Por lo mismo -dirán ustedes-, puesto que así lucen los que no prueban el alcohol, evitan la cafeína y se precaven del reflujo gástrico que producen las bebidas gaseosas, aunque no pude evitar pensar que lo que ocurría con el joven que tenía a mi lado era que prefería la salud a la vida. Pero volvamos a mi encuentro para reiterar que lo pasé bien compartiendo mesa con un teólogo que habló de la felicidad desde una perspectiva cristiana y con un médico que explicó las bondades de la meditación. Y cuando llegó mi turno, me explayé sobre la siguiente pregunta: «¿Es posible sin Dios dar sentido a la vida, comportarnos moralmente y alcanzar de algún modo la felicidad?». Estoy seguro de que ustedes adivinarán que di una respuesta afirmativa a las interrogantes que incluye ese título. Puede resultar obvio para muchos que sin creer en Dios son posibles las tres cosas antes aludidas, aunque no lo es para todos. Hay un discurso reiterativo acerca de que un ateo no puede dar sentido a su existencia, ni justificar el imperativo de realizar acciones moralmente correctas, ni alcanzar tampoco un estado de felicidad, y contra ese planteamiento dirigí mis dardos, aunque no voy a explicar aquí -por razones de espacio y también de pudor- por qué considero que mi vida tiene sentido, cuál es la razón para que procure hacer el bien y evitar el mal, y por qué, aunque en ocasiones no luzca contento, soy realmente feliz. ¿Y de qué va entonces esta columna? Pues de uno de los aspectos de la aludida ponencia, a saber, las distintas maneras en que desvalorizamos palabras importantes, la primera de las cuales consiste en perder las palabras, algo grave, sin duda, porque perder palabras es extraviar las cosas que ellas designan, de modo que cuando perdemos palabras no es sólo nuestro lenguaje el que se empobrece, sino también la realidad que nos circunda.
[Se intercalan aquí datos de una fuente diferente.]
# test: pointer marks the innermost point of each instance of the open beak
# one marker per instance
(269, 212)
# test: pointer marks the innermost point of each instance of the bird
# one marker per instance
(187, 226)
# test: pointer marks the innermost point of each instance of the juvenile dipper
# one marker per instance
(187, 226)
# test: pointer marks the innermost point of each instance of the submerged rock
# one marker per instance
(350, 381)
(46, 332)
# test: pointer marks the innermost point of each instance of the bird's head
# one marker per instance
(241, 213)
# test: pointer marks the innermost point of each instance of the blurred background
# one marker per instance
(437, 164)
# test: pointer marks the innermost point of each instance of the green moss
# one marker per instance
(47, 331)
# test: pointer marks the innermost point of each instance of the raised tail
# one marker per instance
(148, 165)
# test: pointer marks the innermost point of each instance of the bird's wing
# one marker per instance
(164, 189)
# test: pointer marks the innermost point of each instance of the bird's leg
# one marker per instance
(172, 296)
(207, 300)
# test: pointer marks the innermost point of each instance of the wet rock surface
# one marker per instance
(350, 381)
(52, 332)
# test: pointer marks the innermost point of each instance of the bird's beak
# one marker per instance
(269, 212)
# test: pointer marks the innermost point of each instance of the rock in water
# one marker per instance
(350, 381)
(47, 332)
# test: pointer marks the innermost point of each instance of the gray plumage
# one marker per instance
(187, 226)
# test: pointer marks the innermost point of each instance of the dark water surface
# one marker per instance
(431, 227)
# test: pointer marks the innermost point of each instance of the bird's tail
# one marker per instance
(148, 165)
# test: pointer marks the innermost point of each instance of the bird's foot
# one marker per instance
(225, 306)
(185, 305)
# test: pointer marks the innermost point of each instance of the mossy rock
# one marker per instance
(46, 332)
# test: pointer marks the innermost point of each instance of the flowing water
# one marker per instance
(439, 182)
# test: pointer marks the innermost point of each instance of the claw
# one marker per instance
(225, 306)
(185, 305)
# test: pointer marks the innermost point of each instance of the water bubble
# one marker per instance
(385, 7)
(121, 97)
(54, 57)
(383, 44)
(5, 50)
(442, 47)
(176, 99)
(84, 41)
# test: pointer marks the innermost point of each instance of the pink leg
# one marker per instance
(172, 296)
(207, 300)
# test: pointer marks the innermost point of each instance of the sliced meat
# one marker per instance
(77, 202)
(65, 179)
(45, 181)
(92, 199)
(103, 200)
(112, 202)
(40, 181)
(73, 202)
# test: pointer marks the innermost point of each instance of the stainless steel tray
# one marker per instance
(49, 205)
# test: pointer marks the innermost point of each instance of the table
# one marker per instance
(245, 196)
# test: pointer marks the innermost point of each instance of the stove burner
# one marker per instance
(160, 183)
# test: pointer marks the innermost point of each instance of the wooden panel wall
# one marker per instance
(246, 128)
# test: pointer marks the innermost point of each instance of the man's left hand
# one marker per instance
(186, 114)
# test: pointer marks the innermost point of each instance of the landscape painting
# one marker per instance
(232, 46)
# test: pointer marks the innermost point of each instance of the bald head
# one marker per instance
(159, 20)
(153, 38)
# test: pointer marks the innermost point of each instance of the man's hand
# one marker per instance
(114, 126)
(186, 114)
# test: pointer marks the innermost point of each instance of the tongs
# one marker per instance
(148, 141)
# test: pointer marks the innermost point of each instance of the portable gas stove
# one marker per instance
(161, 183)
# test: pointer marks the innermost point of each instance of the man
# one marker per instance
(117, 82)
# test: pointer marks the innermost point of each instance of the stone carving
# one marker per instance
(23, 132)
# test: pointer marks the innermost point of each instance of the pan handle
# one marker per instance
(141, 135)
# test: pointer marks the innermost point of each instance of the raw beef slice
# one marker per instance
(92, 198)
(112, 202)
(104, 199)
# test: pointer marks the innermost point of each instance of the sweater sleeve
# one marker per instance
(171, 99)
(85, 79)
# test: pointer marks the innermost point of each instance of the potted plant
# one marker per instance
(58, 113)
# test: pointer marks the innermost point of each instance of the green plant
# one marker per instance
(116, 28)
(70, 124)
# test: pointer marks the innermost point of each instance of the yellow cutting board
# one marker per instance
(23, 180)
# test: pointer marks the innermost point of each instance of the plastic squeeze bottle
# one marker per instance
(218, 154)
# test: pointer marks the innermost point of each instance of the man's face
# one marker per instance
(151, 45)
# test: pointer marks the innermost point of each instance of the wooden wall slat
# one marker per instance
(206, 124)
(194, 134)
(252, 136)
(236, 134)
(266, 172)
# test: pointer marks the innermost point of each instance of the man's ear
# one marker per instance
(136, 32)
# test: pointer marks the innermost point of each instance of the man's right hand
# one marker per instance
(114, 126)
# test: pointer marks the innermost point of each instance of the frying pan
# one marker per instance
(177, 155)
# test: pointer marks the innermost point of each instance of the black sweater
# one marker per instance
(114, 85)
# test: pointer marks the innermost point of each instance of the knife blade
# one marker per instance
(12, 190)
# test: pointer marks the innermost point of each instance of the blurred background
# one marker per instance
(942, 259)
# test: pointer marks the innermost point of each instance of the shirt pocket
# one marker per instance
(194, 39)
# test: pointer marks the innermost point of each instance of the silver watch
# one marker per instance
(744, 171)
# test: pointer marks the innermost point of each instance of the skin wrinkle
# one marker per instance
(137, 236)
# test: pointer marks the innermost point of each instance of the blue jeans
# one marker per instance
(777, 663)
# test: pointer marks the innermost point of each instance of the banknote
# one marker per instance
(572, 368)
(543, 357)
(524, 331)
Desvalorizamos palabras, asimismo, cuando las empleamos en el sentido contrario al que ellas tienen -como cuando un tirano dice de su gobierno que se trata de una democracia-, y si las adjetivamos de una manera que las hace perder significado, vaciándolas de todo contenido, como cuando un militar con uniforme regular dice que lo suyo es una «democracia protegida» o uno que viste de verde oliva se declara líder de una «democracia popular». Del mismo modo, las palabras se perjudican si las empleamos para aludir a algo bueno pero menos relevante de lo que ellas designan, que es lo que ocurre cuando usamos «felicidad» para «bienestar», «simpatía» para «cordialidad», o «erotismo» para «sexo». Por último, deshonramos palabras importantes cuando las utilizamos para fines de marketing, como ocurre hoy con el manoseo de «familia» o «felicidad» para promover cecinas o marcas de champú. ¿Cuándo dejaremos de deshonrar palabras importantes y de dañar lo que ellas designan?